Bahkan dirinya saat ini merasa sangat kedinginan karena pendingin ruangan yang hidup berada di suhu terendah. Dia tidak ingin menambah suhunya karena pasti Prothos menyetelnya seperti itu. Tetapi dirinya juga tidak bisa memakai selimut karena Prothos memakainya. Mona tidak ingin berada di dalam selimut yang sama dengan Prothos.


Gadis itu mengubah posisi tidurnya beberapa kali untuk mencoba mencari kenyamanan. Namun tetap tidak bisa.


Tiba-tiba Prothos beranjak dari tempat tidur dan berjalan ke arah saklar lampu, menghidupkan lampunya. Mona menjadi terkejut ketika pemuda itu melakukannya hingga dia segera beranjak duduk.
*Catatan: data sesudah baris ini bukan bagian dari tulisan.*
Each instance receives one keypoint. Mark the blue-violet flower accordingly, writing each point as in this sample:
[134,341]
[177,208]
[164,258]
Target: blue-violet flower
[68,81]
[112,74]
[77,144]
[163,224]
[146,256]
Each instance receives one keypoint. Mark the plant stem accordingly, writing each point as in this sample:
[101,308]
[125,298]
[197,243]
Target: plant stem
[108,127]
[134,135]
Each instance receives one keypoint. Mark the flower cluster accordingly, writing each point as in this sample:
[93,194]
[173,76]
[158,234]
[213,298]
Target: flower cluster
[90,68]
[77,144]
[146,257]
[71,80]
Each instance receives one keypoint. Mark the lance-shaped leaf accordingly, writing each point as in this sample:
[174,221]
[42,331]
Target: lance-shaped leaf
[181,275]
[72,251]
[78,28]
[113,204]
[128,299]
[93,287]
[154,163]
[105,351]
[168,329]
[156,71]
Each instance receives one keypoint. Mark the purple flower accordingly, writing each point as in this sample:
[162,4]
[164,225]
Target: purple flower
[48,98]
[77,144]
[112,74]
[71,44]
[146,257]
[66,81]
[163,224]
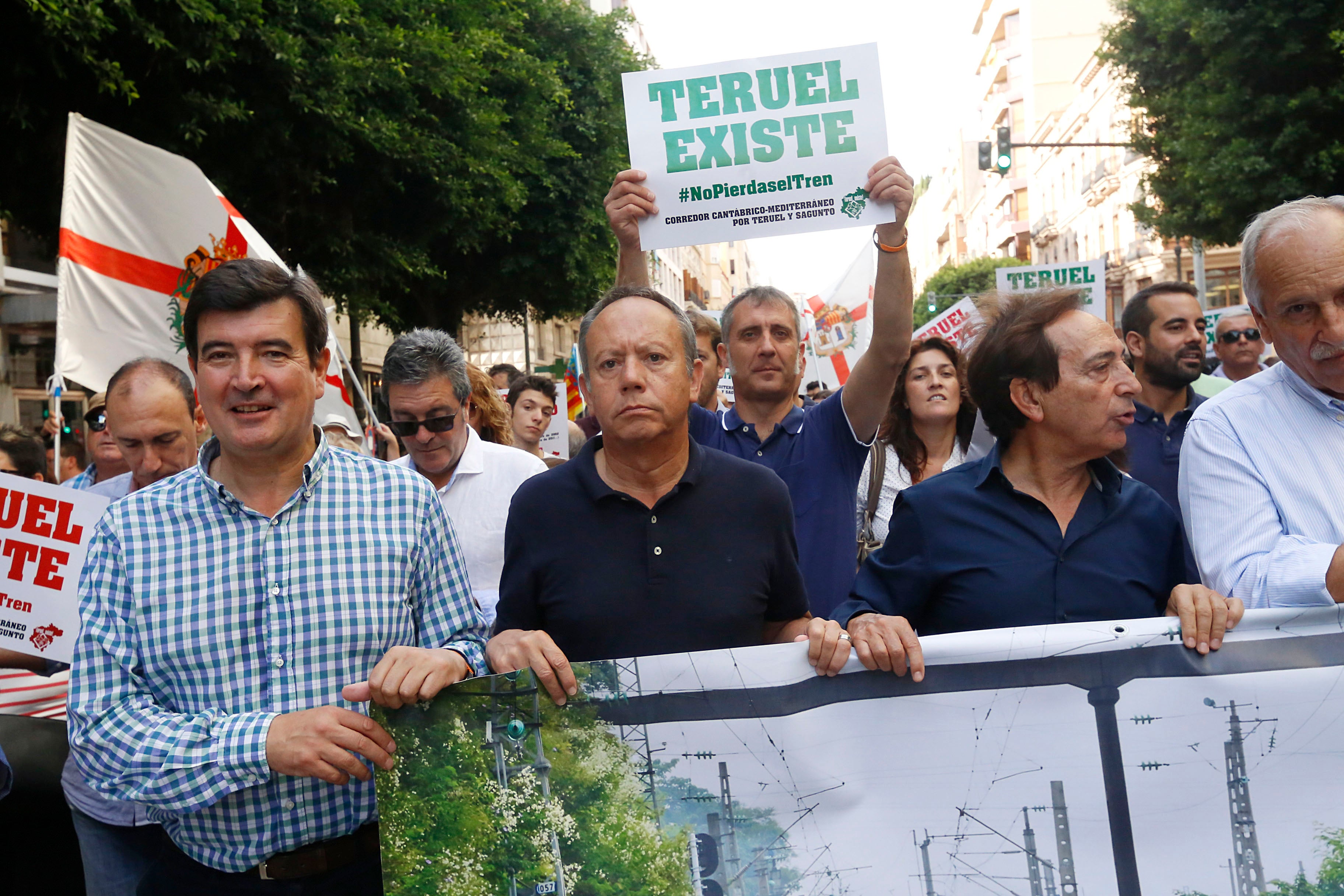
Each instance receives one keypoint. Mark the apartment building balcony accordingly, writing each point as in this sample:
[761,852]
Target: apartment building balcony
[1101,182]
[1045,229]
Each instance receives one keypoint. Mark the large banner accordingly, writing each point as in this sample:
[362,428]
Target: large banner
[759,147]
[1088,277]
[139,228]
[1100,759]
[45,534]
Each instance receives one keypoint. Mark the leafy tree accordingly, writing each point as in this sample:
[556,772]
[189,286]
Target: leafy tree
[420,158]
[456,832]
[953,281]
[1242,106]
[1330,881]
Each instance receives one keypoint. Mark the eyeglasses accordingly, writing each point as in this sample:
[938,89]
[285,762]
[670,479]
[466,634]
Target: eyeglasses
[408,429]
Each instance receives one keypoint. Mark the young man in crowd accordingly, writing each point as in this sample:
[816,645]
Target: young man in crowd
[22,455]
[1263,465]
[1163,328]
[1238,346]
[427,389]
[107,457]
[1045,528]
[531,401]
[72,460]
[707,340]
[241,731]
[641,492]
[764,351]
[503,374]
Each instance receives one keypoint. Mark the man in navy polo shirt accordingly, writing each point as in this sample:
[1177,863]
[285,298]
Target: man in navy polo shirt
[607,557]
[818,452]
[1045,528]
[1163,328]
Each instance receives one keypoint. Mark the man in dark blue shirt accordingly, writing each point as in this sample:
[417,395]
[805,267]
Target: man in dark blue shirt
[609,557]
[818,452]
[1045,528]
[1164,332]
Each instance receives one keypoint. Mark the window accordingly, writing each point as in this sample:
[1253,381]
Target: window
[33,358]
[1222,287]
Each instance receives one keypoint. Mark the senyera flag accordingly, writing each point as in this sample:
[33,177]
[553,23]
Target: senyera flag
[139,228]
[840,323]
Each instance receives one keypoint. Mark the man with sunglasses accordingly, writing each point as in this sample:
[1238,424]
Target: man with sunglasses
[107,457]
[1238,346]
[428,391]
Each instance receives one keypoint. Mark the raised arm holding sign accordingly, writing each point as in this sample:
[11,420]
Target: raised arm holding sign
[763,346]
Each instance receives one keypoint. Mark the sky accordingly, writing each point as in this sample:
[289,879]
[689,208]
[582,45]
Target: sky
[923,50]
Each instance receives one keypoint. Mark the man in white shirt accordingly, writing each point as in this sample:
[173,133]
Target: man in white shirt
[428,391]
[1263,463]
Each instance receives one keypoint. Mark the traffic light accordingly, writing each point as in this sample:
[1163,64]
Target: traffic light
[1003,158]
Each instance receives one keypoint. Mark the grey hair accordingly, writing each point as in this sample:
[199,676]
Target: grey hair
[616,295]
[1295,216]
[760,296]
[421,355]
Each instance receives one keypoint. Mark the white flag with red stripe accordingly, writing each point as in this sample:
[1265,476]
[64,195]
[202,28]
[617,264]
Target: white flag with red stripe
[842,326]
[139,228]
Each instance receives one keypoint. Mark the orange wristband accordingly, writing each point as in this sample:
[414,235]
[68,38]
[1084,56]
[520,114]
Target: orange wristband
[890,249]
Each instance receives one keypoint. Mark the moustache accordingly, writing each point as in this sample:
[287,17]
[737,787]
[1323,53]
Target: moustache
[1324,351]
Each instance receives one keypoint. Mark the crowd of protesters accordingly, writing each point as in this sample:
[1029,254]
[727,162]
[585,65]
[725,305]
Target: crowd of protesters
[248,594]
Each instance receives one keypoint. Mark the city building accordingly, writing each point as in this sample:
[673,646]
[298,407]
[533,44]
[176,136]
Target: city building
[1037,73]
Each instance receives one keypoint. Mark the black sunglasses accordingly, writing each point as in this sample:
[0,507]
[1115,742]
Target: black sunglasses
[408,429]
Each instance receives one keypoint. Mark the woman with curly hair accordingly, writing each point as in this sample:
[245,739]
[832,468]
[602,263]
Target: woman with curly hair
[927,430]
[487,412]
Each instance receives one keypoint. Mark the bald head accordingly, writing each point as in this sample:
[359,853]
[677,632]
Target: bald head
[153,414]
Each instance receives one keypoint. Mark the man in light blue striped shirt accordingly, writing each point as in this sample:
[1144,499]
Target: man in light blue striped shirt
[237,615]
[1263,467]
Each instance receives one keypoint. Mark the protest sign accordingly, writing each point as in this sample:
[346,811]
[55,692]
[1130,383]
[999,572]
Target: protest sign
[1126,748]
[759,147]
[556,440]
[1088,277]
[46,532]
[955,324]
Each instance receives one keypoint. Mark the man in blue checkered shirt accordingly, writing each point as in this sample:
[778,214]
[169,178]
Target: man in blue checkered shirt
[238,615]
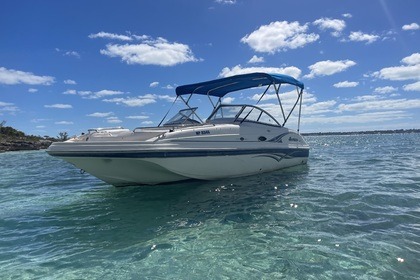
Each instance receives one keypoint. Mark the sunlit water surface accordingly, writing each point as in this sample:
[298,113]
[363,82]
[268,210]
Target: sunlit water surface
[352,213]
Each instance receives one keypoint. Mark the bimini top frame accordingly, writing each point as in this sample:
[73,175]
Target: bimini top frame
[220,87]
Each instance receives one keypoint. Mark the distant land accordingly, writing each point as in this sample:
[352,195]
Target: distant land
[15,140]
[362,132]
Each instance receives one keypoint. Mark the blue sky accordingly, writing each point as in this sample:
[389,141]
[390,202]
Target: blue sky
[73,65]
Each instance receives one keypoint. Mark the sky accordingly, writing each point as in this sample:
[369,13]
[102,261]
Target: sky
[67,66]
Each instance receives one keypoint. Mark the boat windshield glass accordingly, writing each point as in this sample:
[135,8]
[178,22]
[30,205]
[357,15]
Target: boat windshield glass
[241,113]
[184,117]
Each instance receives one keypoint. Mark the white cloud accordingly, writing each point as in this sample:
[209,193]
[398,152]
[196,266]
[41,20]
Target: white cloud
[100,115]
[236,70]
[412,26]
[279,36]
[14,77]
[137,117]
[151,52]
[413,59]
[69,82]
[256,59]
[404,72]
[112,36]
[346,84]
[72,53]
[87,94]
[140,101]
[70,91]
[64,122]
[380,105]
[412,87]
[320,107]
[113,120]
[387,89]
[154,84]
[328,67]
[337,25]
[59,106]
[7,107]
[168,87]
[359,36]
[133,101]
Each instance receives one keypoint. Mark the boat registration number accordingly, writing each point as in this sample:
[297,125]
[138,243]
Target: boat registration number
[202,132]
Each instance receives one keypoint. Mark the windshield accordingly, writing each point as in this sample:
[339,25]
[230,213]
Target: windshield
[241,113]
[184,117]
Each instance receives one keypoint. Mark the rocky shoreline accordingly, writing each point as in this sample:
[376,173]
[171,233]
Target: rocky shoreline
[8,145]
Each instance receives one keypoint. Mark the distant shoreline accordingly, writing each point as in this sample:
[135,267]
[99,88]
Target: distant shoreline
[395,131]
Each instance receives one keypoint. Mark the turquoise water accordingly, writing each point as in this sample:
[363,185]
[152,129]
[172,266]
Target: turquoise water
[352,213]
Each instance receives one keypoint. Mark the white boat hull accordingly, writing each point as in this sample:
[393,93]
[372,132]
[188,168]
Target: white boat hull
[132,171]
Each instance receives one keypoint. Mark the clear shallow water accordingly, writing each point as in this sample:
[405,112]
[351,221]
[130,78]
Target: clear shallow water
[352,213]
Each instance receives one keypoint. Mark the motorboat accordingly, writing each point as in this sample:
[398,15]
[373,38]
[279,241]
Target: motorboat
[235,140]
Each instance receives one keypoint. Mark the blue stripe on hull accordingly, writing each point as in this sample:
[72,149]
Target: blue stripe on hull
[172,154]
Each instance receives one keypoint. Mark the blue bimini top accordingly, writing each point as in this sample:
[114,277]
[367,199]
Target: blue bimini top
[221,87]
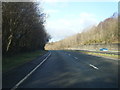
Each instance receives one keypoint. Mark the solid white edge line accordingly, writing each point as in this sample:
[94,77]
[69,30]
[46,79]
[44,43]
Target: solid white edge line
[30,73]
[93,66]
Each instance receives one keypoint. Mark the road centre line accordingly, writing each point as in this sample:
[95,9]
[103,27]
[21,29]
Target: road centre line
[93,66]
[21,81]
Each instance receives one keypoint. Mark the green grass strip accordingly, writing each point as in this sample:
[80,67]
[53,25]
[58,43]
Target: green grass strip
[9,63]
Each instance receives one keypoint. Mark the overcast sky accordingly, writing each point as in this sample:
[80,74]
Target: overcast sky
[68,18]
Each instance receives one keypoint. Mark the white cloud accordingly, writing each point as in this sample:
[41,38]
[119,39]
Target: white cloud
[80,0]
[65,27]
[52,11]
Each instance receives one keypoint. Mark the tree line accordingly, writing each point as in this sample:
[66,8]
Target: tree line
[23,27]
[106,32]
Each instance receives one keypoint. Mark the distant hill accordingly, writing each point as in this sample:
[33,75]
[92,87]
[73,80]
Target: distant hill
[106,32]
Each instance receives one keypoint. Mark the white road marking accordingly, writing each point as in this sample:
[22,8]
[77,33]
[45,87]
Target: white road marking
[75,57]
[21,81]
[93,66]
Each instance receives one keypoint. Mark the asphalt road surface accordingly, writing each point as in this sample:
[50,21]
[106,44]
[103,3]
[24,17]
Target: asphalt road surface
[65,69]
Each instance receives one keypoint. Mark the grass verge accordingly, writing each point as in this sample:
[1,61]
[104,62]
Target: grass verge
[100,54]
[9,63]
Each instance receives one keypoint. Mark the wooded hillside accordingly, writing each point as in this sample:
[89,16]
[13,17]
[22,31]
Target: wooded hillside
[106,32]
[22,27]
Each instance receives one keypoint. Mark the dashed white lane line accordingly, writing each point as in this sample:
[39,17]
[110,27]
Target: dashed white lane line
[21,81]
[75,57]
[93,66]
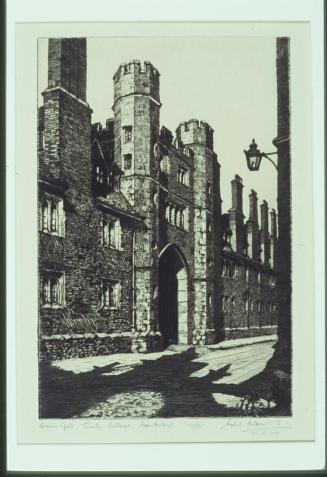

"Kau tidak bisa tidur karena lampunya menyala kan? Kenapa kau tidak menghidupkannya saja?" Tatap Prothos dengan tatapan kesal, berdiri di depan tempat tidur. "Kau terus saja bergerak dan membuat aku jadi terbangun."


Mendengar perkataan Prothos membuat Mona terkejut. Jadi karena dirinya Prothos terbangun dari tidurnya.


"Maafkan aku." Jawab Mona.


"Kau bisa memakai selimutnya." Ujar Prothos berjalan kembali ke tempat tidur dan menyingkirkan selimut dari tempatnya. "Jangan berpikiran yang macam-macam! Aku tidak akan berbuat apapun padamu karena aku sudah sangat lelah." Lanjut Prothos sambil berbaring.


Mona mengambil selimutnya dan langsung kembali berbaring. Dirinya jadi merasa sedikit bersalah karena membangunkan tidur Prothos tadi.


...***...


Prothos membuka mata ketika dia merasa sesuatu menimpanya. Dia mendengus tidak habis pikir karena yang terjadi adalah Mona tertidur memeluknya tanpa sadar. Bahkan gadis itu tertidur dengan posisi yang kacau karena bantal yang dipakainya sudah berada di bawah dan sebagian selimut terurai di lantai juga.


"Astaga, sekarang malah dia yang menyentuhku." Prothos sedikit kesal sambil mendorong wajah Mona yang dekat di pandangannya, dan berusaha menggeser gadis yang masih pulas itu agar menjauh darinya. "Cara tidurnya seperti bukan seorang wanita."


Prothos langsung turun dari tempat tidur dan mengambil handphone-nya yang ada di atas meja samping tempat tidur. Saat ini baru jam empat pagi. Pemuda itu langsung berjalan keluar dari kamar hotel tersebut.


...–NATZSIMO–...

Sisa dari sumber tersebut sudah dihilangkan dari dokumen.